- Interactive map of Ustye
- Ustye Location of Ustye Ustye Ustye (Vologda Oblast)
- Coordinates: 59°38′N 39°44′E﻿ / ﻿59.633°N 39.733°E
- Country: Russia
- Federal subject: Vologda Oblast
- Administrative district: Ust-Kubinsky District
- Selsoviet: Ustyansky Selsoviet

Population (2010 Census)
- • Total: 3,938
- • Estimate (2021): 4,176 (+6%)

Administrative status
- • Capital of: Ust-Kubinsky District, Ustyansky Selsoviet

Municipal status
- • Municipal district: Ustyansky Municipal District
- • Rural settlement: Ustyanskoye Rural Settlement
- • Capital of: Ustyansky Municipal District, Ustyanskoye Rural Settlement
- Time zone: UTC+3 (MSK )
- Postal code: 161140
- OKTMO ID: 19648436101

= Ustye, Ust-Kubinsky District, Vologda Oblast =

Ustye (У́стье), also known as Ustye-Kubenskoye (У́стье-Ку́бенское), is a rural locality (a selo) and the administrative center of Ust-Kubinsky District of Vologda Oblast, Russia, located on the banks of the Kubena River close to its confluence with Lake Kubenskoye. It also serves as the administrative center of Ustyansky Selsoviet, one of the ten selsoviets into which the district is administratively divided. Municipally, it is the administrative center of Ustyanskoye Rural Settlement. Until 2004, Ustye had urban-type settlement status. Population:

==History==
The area was populated by Finnic peoples and then colonized by the Novgorod Republic. Kamenny Monastery on Kamenny Island on Lake Kubenskoye was founded in 1260. In the 15th century, the area, known as Zaozyorye (translated as Trans-lake lands), for a short period became a principality, Principality of Zaozyorye, which was dependent on Principality of Yaroslavl. Before 1447, it became a part of the Grand Duchy of Moscow. It is not exactly known what was the capital of the principality but presumably it was located at the current location of Ustye. Ivan the Terrible visited the mouth of the Kubena in 1545. The selo of Ustye is known since 1570. Due to the location on one of the trading routes connecting the basins of the Northern Dvina and the Volga, and in the mouth of the Kubena, Ustye became a prosperous settlement living from trading. It was also a gateway for the pilgrims heading to Kamenny Monastery. In the course of the administrative reform carried out in 1708 by Peter the Great, Zaozyorye was included into Archangelgorod Governorate. In 1780, Arkhangelogorod Governorate was abolished and transformed into Vologda Viceroyalty, and in 1796 the latter was split into Arkhangelsk and Vologda Governorates. Ustye became then part of Kadnikovsky Uyezd of Vologda Governorate.

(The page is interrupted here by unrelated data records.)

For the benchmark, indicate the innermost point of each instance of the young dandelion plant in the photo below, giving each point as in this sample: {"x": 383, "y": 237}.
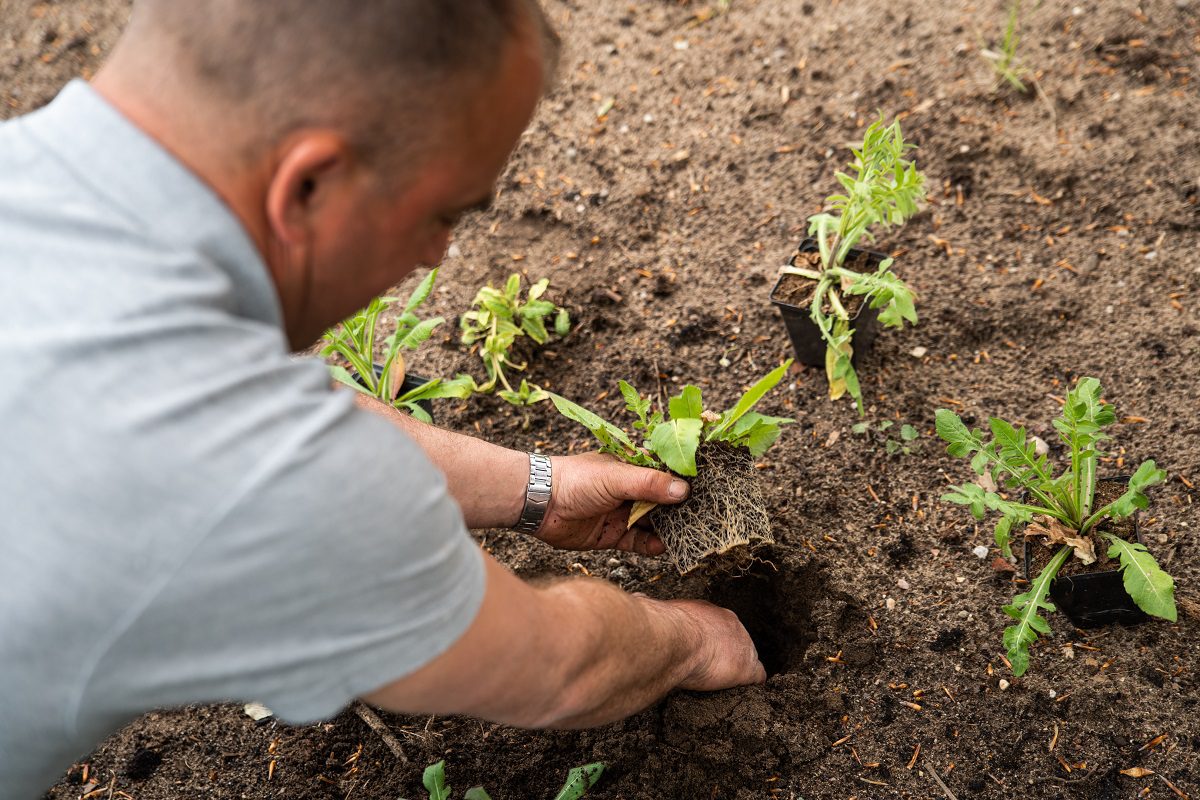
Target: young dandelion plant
{"x": 1061, "y": 509}
{"x": 355, "y": 341}
{"x": 882, "y": 188}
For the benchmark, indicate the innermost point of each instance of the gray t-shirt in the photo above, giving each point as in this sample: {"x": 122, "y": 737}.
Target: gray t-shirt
{"x": 187, "y": 513}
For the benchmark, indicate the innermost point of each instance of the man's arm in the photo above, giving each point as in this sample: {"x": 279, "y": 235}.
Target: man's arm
{"x": 575, "y": 653}
{"x": 588, "y": 505}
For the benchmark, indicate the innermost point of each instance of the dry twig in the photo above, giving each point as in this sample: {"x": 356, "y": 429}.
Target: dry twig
{"x": 381, "y": 728}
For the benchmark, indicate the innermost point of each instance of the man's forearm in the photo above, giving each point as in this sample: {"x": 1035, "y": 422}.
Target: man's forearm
{"x": 489, "y": 481}
{"x": 575, "y": 653}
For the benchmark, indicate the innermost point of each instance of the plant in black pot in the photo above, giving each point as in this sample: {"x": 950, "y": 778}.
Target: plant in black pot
{"x": 725, "y": 513}
{"x": 389, "y": 380}
{"x": 831, "y": 288}
{"x": 1113, "y": 576}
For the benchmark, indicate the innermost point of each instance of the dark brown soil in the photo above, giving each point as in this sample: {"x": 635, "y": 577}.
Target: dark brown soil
{"x": 1127, "y": 528}
{"x": 1060, "y": 241}
{"x": 797, "y": 289}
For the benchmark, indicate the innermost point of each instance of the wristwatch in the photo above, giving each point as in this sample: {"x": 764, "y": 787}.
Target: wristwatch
{"x": 538, "y": 493}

On July 15, 1929, the uyezds were abolished, the governorates merged into the Northern Krai, and Ust-Kubinsky District with the administrative center of Ustye was established among others. In 1932, Ustye became an urban-type settlement. In 2004 the status was revoked, and it became a selo again.

==Economy==

===Industry===
There are timber industry, construction industry, and food industry enterprises located in Ustye.

===Transportation===
Ustye is connected by a road with Sokol. There are also local roads in the district, with regular bus traffic.

The lower course of the Kubena and Lake Kubenskoye are navigable, however, there is no passenger navigation in Ustye. The northern part of Lake Kubenskoye, which belongs to the basin of the Northern Dvina River, is connected by Northern Dvina Canal with the town of Kirillov and the Sheksna River, thus connecting the basins of the White Sea and the Volga. In the 19th century, the canal and Lake Kubenskoye were the main waterway connecting the Volga with the White Sea. However, in the 1930s the White Sea – Baltic Canal was built, and the Northern Dvina Canal lost its significance. The canal is still in operation, serving cargo traffic and occasional cruise ships, which then proceed to Lake Kubenskoye.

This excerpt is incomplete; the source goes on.